A vida, porém, daria uma boa obra de arte: em 72 horas, o fabricante despachou um lote inteiro do modelo “AR-15 Crusader”, avidamente comprado por cristãos fundamentalistas adeptos da “cultura do rifle”. É de se imaginar, aliás, que nos últimos dias esse povo deve ter disparado milhares de projéteis aparentemente abençoados contra abóboras e galões de água nos estandes de tiro dos estados que liberam o arsenal de guerra.

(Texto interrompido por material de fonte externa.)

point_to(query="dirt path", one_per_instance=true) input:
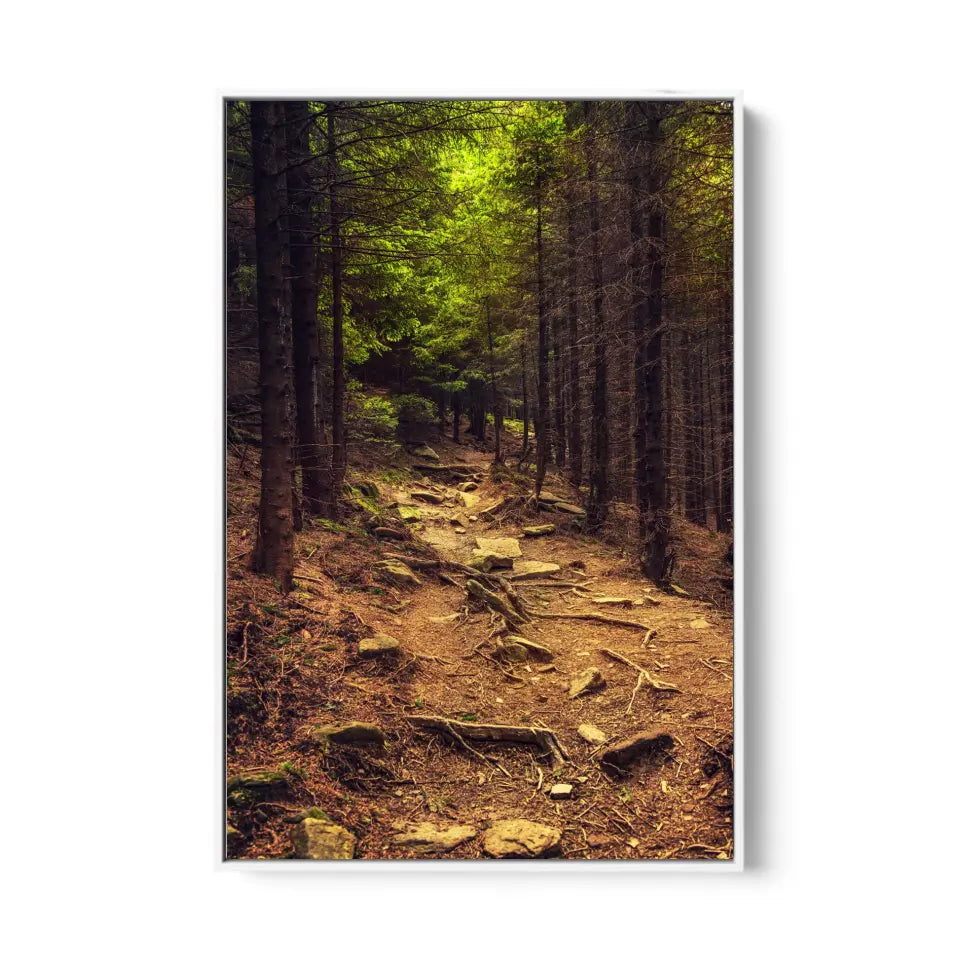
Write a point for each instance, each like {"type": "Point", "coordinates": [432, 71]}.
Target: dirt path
{"type": "Point", "coordinates": [674, 803]}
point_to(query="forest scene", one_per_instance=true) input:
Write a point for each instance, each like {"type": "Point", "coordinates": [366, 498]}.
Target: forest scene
{"type": "Point", "coordinates": [479, 479]}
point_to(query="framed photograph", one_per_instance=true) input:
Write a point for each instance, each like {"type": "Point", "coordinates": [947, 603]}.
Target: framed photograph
{"type": "Point", "coordinates": [483, 505]}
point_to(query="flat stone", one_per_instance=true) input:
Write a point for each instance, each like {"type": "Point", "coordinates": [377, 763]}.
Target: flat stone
{"type": "Point", "coordinates": [513, 652]}
{"type": "Point", "coordinates": [388, 533]}
{"type": "Point", "coordinates": [536, 650]}
{"type": "Point", "coordinates": [521, 838]}
{"type": "Point", "coordinates": [427, 453]}
{"type": "Point", "coordinates": [586, 682]}
{"type": "Point", "coordinates": [503, 546]}
{"type": "Point", "coordinates": [314, 813]}
{"type": "Point", "coordinates": [543, 530]}
{"type": "Point", "coordinates": [396, 571]}
{"type": "Point", "coordinates": [532, 569]}
{"type": "Point", "coordinates": [355, 731]}
{"type": "Point", "coordinates": [322, 840]}
{"type": "Point", "coordinates": [592, 734]}
{"type": "Point", "coordinates": [427, 838]}
{"type": "Point", "coordinates": [639, 746]}
{"type": "Point", "coordinates": [488, 560]}
{"type": "Point", "coordinates": [377, 646]}
{"type": "Point", "coordinates": [254, 786]}
{"type": "Point", "coordinates": [427, 496]}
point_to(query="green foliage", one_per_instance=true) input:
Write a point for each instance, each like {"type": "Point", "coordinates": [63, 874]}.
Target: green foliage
{"type": "Point", "coordinates": [416, 416]}
{"type": "Point", "coordinates": [369, 418]}
{"type": "Point", "coordinates": [245, 280]}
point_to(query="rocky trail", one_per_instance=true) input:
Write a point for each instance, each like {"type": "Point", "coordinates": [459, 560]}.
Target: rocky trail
{"type": "Point", "coordinates": [463, 673]}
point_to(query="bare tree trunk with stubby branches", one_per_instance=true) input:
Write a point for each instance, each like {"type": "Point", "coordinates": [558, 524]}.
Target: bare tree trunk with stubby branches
{"type": "Point", "coordinates": [273, 554]}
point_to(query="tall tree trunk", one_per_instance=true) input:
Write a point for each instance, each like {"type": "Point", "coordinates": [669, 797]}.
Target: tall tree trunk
{"type": "Point", "coordinates": [658, 558]}
{"type": "Point", "coordinates": [273, 554]}
{"type": "Point", "coordinates": [524, 391]}
{"type": "Point", "coordinates": [339, 453]}
{"type": "Point", "coordinates": [497, 409]}
{"type": "Point", "coordinates": [598, 497]}
{"type": "Point", "coordinates": [726, 388]}
{"type": "Point", "coordinates": [636, 186]}
{"type": "Point", "coordinates": [457, 412]}
{"type": "Point", "coordinates": [573, 349]}
{"type": "Point", "coordinates": [559, 387]}
{"type": "Point", "coordinates": [303, 284]}
{"type": "Point", "coordinates": [543, 368]}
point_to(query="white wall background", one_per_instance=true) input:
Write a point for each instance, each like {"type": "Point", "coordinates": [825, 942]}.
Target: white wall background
{"type": "Point", "coordinates": [111, 307]}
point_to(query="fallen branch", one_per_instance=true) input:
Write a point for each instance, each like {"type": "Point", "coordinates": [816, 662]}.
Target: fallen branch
{"type": "Point", "coordinates": [642, 675]}
{"type": "Point", "coordinates": [495, 733]}
{"type": "Point", "coordinates": [415, 563]}
{"type": "Point", "coordinates": [598, 617]}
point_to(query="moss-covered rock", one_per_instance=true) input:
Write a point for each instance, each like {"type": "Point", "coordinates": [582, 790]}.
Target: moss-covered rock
{"type": "Point", "coordinates": [251, 787]}
{"type": "Point", "coordinates": [355, 731]}
{"type": "Point", "coordinates": [315, 839]}
{"type": "Point", "coordinates": [395, 571]}
{"type": "Point", "coordinates": [377, 646]}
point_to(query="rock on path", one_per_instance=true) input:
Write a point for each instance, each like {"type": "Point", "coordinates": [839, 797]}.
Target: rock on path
{"type": "Point", "coordinates": [521, 838]}
{"type": "Point", "coordinates": [427, 838]}
{"type": "Point", "coordinates": [322, 840]}
{"type": "Point", "coordinates": [586, 682]}
{"type": "Point", "coordinates": [532, 569]}
{"type": "Point", "coordinates": [502, 546]}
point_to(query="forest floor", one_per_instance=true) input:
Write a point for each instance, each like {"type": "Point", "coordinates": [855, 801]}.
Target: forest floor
{"type": "Point", "coordinates": [293, 665]}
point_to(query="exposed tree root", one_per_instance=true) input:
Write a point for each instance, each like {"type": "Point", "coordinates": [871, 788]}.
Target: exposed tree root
{"type": "Point", "coordinates": [495, 733]}
{"type": "Point", "coordinates": [598, 617]}
{"type": "Point", "coordinates": [642, 675]}
{"type": "Point", "coordinates": [489, 599]}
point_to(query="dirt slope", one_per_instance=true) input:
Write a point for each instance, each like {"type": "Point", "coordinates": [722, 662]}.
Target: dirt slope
{"type": "Point", "coordinates": [293, 664]}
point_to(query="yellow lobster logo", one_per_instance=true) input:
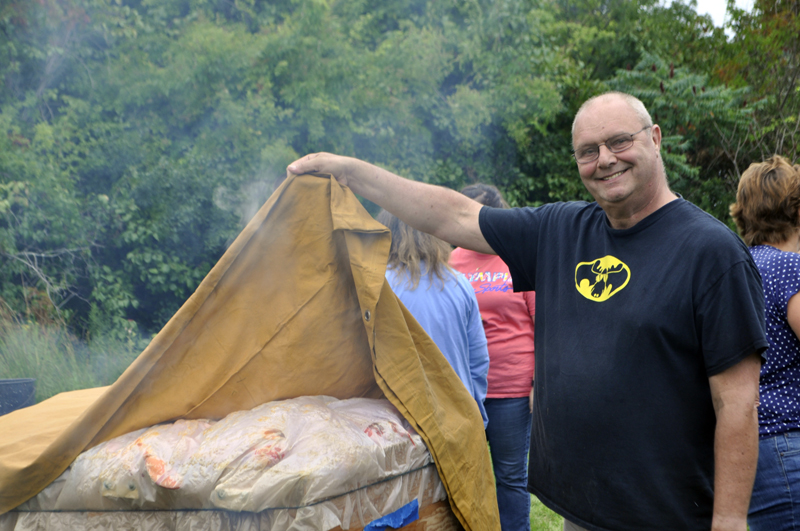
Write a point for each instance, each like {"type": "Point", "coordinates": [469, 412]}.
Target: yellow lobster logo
{"type": "Point", "coordinates": [599, 279]}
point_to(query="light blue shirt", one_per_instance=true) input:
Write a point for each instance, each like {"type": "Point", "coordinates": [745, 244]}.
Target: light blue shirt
{"type": "Point", "coordinates": [452, 319]}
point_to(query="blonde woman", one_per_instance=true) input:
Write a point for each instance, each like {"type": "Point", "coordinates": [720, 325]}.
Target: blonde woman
{"type": "Point", "coordinates": [442, 302]}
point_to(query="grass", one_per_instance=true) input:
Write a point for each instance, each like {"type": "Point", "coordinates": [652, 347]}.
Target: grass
{"type": "Point", "coordinates": [543, 519]}
{"type": "Point", "coordinates": [60, 362]}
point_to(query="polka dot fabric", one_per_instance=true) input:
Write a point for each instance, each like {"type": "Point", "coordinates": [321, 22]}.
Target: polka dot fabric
{"type": "Point", "coordinates": [780, 375]}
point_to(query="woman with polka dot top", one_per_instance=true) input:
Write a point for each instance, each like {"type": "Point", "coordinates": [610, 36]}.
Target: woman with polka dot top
{"type": "Point", "coordinates": [767, 214]}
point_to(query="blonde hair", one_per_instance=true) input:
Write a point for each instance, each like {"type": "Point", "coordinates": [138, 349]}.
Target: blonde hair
{"type": "Point", "coordinates": [410, 248]}
{"type": "Point", "coordinates": [767, 207]}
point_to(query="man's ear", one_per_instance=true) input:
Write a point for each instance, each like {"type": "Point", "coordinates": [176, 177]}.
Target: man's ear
{"type": "Point", "coordinates": [655, 134]}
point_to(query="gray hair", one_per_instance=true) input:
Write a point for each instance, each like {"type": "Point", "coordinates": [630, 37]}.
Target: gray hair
{"type": "Point", "coordinates": [632, 101]}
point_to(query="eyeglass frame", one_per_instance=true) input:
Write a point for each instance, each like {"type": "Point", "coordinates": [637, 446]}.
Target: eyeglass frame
{"type": "Point", "coordinates": [608, 148]}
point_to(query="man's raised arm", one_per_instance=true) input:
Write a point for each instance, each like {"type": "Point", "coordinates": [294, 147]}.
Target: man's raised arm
{"type": "Point", "coordinates": [439, 211]}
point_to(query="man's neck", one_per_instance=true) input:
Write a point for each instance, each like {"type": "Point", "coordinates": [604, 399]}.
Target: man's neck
{"type": "Point", "coordinates": [626, 220]}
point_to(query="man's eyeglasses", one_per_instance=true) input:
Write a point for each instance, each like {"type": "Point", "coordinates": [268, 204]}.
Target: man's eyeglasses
{"type": "Point", "coordinates": [615, 144]}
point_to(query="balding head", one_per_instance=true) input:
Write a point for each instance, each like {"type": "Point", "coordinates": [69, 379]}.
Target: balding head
{"type": "Point", "coordinates": [633, 102]}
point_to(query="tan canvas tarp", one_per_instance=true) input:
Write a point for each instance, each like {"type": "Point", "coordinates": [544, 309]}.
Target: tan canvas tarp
{"type": "Point", "coordinates": [298, 305]}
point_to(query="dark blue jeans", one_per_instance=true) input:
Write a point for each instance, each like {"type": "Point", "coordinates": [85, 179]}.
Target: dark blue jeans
{"type": "Point", "coordinates": [509, 435]}
{"type": "Point", "coordinates": [775, 504]}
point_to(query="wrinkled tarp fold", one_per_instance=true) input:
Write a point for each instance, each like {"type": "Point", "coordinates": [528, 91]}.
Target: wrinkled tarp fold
{"type": "Point", "coordinates": [297, 306]}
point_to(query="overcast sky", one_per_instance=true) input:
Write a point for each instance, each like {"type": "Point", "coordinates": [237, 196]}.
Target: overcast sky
{"type": "Point", "coordinates": [716, 8]}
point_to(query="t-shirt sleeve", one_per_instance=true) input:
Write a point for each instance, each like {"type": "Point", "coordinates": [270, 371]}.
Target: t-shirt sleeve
{"type": "Point", "coordinates": [478, 350]}
{"type": "Point", "coordinates": [530, 300]}
{"type": "Point", "coordinates": [730, 318]}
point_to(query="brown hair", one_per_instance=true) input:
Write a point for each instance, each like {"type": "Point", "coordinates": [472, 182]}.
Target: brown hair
{"type": "Point", "coordinates": [485, 194]}
{"type": "Point", "coordinates": [767, 207]}
{"type": "Point", "coordinates": [411, 247]}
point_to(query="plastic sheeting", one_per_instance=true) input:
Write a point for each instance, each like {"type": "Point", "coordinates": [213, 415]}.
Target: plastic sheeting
{"type": "Point", "coordinates": [305, 463]}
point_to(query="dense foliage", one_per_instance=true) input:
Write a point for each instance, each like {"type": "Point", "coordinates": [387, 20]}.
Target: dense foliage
{"type": "Point", "coordinates": [137, 137]}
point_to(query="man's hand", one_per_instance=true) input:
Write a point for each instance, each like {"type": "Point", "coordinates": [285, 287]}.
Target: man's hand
{"type": "Point", "coordinates": [439, 211]}
{"type": "Point", "coordinates": [336, 165]}
{"type": "Point", "coordinates": [734, 392]}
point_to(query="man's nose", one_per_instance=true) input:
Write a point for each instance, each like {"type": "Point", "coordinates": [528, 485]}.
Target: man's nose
{"type": "Point", "coordinates": [606, 157]}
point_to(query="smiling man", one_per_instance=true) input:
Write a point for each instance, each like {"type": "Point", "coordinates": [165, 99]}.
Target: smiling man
{"type": "Point", "coordinates": [650, 319]}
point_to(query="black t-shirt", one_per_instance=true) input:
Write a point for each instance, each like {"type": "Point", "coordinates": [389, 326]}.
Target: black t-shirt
{"type": "Point", "coordinates": [630, 324]}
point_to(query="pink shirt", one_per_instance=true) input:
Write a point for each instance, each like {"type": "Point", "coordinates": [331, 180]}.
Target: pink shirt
{"type": "Point", "coordinates": [507, 320]}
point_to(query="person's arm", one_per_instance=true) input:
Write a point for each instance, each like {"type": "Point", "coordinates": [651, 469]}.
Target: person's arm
{"type": "Point", "coordinates": [734, 392]}
{"type": "Point", "coordinates": [439, 211]}
{"type": "Point", "coordinates": [793, 314]}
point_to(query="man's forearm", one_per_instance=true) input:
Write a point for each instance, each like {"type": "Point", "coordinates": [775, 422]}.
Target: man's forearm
{"type": "Point", "coordinates": [735, 396]}
{"type": "Point", "coordinates": [735, 461]}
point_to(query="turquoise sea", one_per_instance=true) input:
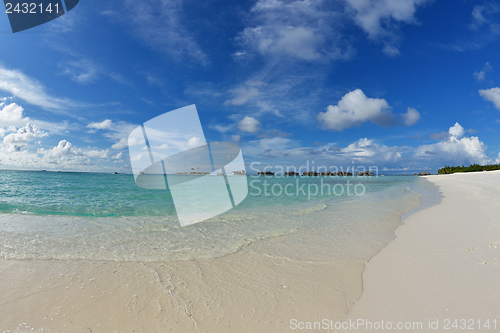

Não entro no mérito do estranhamento relacionado à venda de armas pesadas para civis. Muito menos na potencial e trágica constelação que associa fé religiosa ao argumento dos projéteis. No fim das contas, a coisa é tudo menos divina, a não ser que consideremos a devoção a deuses como Ares, Thor e Indra.

Uma arma, para um homem pragmático – do cristão ao muçulmano, do budista ao ateu –, é só uma arma

O que mais chamou minha atenção antropológica, de fato, foi perceber a prevalência de práticas simbólicas tão arcaicas. O “fuzil cristão” do século 21 é apenas e tão somente o filho mais novo de uma linhagem de armas que começa com as primeiras espadas sagradas forjadas pelos chineses, escorrega pelas flechas direcionadas magicamente pelos antigos persas (“vá e acerte!”, sussurrou o arqueiro), bate nos escudos cruzados e reflui em aviões batizados com nomes de animais totêmicos.

Um dos argumentos de venda do fabricante, aliás, reforça a ideia: segundo ele, os muçulmanos (os adversários da hora) jamais se atreveriam a tocar nos tais fuzis por razões teológicas. Uma belíssima defesa da pior espécie, que, aliás, não passa pelo crivo da realidade. Uma arma, para um homem pragmático – do cristão ao muçulmano, do budista ao ateu –, é só uma arma, cuja única relação com um possível sobrenatural reside na capacidade de despachar pessoas para o “outro lado”.

Pode-se alegar que, na maioria dos casos, o tal fuzil vai funcionar apenas no nível simbólico, como uma espécie de sinal distintivo de fé que jamais será acionado de fato. Pode ser que sim. Pode ser que não, ainda que por uma única vez – e aí mora todo o perigo.